Saturday, March 06, 2010

Re: Propriedade privada e anarco-comunismo (II)

[Continuando a responder a Rui Botelho Rodrigues]

Passado o Estado original através de apropriação, o controlo exclusivo desse recurso pode ser transferido de duas formas: o produtor original pode voluntariamente trocá-lo ou ser expropriado: seja por um bando de criminosos, por um Estado ou por uma comunidade anarquista-socialista. É isto que Rothbard quer dizer com «a impossibilidade de socialismo sem Estado»: é que a única forma de impedir o advento da propriedade privada é através da sua apropriação por um grupo a que o produtor não consentiu qualquer autoridade para o governar e expropriar (seja esse grupo o Estado ou a comunidade anarquista como um todo). Eis porque a propriedade comunitária numa sociedade sem Estado não pode impedir a formação de propriedade privada sem se transformar numa espécie de Estado, que da mesma forma exerce autoridade ilegítima sobre indivíduos que não a consentiram.
Dá-me a ideia que RBR define "Estado" de uma maneira que fará de qualquer "agência de protecção" que aplique um código legal diferente do que ele considerar a "lei justa" um "Estado" ou quase.

Não deixa de haver uma certa lógica nessa posição - afinal, para um mulher muçulmana que tenha sexo pré-matrimonial não deve fazer grande diferença ser executada pelo Estado na Arábia Saudita ou pelo pai e os irmãos nalguma aldeia curda. Da mesma forma, faz sentido que um ancap considere que tanto faz as suas casas serem nacionalizadas ou ocupadas numa "ocupação selvagem", ou que um ansoc ache que tanto faz um grupo de operários revoltados serem metralhados pela policia ou por um grupo paramilitar.

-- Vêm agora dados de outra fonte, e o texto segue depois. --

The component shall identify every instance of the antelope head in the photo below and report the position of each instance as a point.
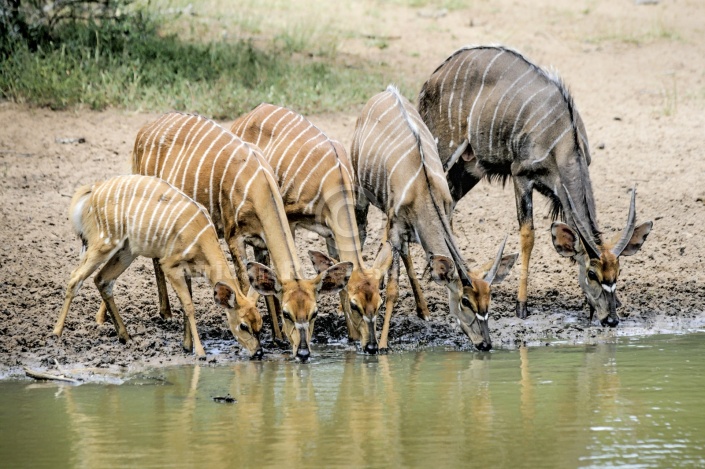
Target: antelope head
(244, 318)
(598, 262)
(469, 296)
(363, 291)
(298, 299)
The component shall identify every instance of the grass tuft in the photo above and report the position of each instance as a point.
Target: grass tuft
(129, 63)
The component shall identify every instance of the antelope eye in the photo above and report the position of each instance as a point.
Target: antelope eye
(288, 316)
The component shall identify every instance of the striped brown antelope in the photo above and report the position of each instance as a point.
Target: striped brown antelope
(497, 115)
(316, 183)
(396, 162)
(126, 217)
(235, 183)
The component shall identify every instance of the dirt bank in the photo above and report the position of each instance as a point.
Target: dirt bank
(636, 73)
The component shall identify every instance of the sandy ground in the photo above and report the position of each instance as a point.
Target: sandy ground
(636, 73)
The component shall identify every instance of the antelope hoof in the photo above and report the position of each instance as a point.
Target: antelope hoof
(279, 344)
(423, 314)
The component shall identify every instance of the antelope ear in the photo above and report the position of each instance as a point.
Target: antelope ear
(224, 295)
(320, 261)
(263, 279)
(334, 279)
(505, 266)
(383, 260)
(637, 239)
(442, 269)
(565, 240)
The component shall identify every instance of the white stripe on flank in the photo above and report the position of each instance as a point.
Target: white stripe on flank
(499, 103)
(293, 179)
(205, 156)
(246, 192)
(184, 227)
(555, 142)
(309, 206)
(406, 188)
(304, 183)
(526, 84)
(468, 69)
(145, 206)
(516, 120)
(184, 151)
(214, 165)
(544, 117)
(196, 153)
(195, 240)
(452, 92)
(178, 118)
(151, 138)
(171, 222)
(288, 147)
(477, 96)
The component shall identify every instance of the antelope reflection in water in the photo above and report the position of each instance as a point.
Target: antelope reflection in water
(171, 428)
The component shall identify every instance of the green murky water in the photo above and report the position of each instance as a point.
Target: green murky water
(631, 403)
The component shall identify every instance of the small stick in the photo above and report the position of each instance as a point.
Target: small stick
(48, 376)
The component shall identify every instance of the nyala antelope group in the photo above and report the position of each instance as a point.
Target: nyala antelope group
(485, 112)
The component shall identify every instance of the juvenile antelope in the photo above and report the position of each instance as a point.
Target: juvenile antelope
(235, 183)
(316, 183)
(497, 115)
(126, 217)
(398, 170)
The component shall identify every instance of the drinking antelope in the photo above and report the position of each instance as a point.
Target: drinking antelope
(126, 217)
(497, 115)
(235, 183)
(398, 170)
(316, 183)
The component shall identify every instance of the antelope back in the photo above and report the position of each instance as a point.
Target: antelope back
(312, 170)
(395, 159)
(210, 165)
(235, 182)
(316, 183)
(158, 219)
(494, 97)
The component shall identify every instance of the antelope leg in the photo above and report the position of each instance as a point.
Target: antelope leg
(91, 260)
(523, 193)
(105, 280)
(392, 296)
(421, 305)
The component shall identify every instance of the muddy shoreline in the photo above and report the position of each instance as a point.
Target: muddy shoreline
(640, 133)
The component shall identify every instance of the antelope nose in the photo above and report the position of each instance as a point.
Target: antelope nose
(610, 321)
(484, 347)
(303, 354)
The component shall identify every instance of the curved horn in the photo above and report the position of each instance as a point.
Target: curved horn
(585, 235)
(629, 229)
(489, 277)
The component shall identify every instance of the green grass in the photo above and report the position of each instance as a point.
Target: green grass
(131, 64)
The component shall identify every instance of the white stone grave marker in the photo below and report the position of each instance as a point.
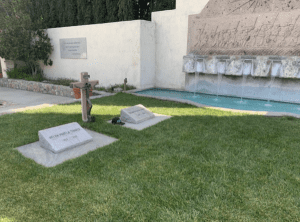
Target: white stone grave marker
(136, 114)
(60, 138)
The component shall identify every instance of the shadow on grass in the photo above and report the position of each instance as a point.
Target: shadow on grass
(197, 161)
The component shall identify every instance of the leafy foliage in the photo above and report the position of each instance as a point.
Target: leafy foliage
(21, 38)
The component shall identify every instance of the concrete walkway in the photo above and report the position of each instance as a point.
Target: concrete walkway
(15, 100)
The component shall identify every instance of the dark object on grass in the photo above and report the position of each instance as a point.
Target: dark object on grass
(116, 120)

No entanto, isso tem certas implicações:

Mesmo se nos limitarmos ao anarco-capitalismo, há montes de divergências sobre quais as leis e/ou os direitos de propriedade "justos" . Alguns exemplos:

1 - Há os que consideram que a reserva bancária fracional é uma fraude e outros que não (mesmo que eventualmente a considerem um mau modelo de negócio)

2 - Há os que são a favor da propriedade intelectual e os que são contra

3 - Há os que defendem que após a abolição do Estado toda a propriedade privada deve ser respeitada, e os que defendem que a propriedade de entidades "privadas" ligadas ao Estado pode e/ou deve ser confiscada

4 - Qual o rácio de restituição para a punição de crimes como roubo? A resposta rothbardiana clássica é "roubaste 100 euros, tens que pagar 200", mas, além de não ser partilhada por todos os ancaps, costuma vir sempre acompanhada de "e mais qualquer coisa para os custos de captura, e mais uma compensação pela insegurança a que a vitima esteve submetida", o que significa que na prática poderá haver diferenças significativas entre o que vários ancaps acharão a "restituição justa"

5 - Os contratos de escravatura serão válidos?

Etc.

Onde é que eu quero chegar com esta conversa toda? Que, se alguma vez for implementada uma sociedade anarco-capitalista, estas diferenças puramente teóricas tornarão-se relevantes, porque algumas agências de protecção irão optar por uma posição e outras pela posição oposta; o que quer dizer que algumas agências de protecção irão fazer coisas que outras pessoas considerarão "agressão" e "ataque aos direitos de propriedade".

Provavelmente numa dada área geográfica as várias AP's a operar lá acabarão por aceitar um código legal comum (tal como os vários browser da internet leiem todos HTML, Javascript e CSS ), mas de qualquer forma esse código legal comum irá ter disposições que muitas pessoas considerarão "agressivas" (p.ex., se chegarem a um acordo de "um livro terá um copyright de 5 anos", todos os inimigos da propriedade intelectual e todos os adeptos de propriedade intelectual perpétua considerarão isso um roubo).

Ou seja, se considerarmos como um "Estado" ou "uma espécie de Estado" todas as entidades que façam sistematicamente algo que nós consideramos uma "agressão," provavelmente haverá sempre "Estados".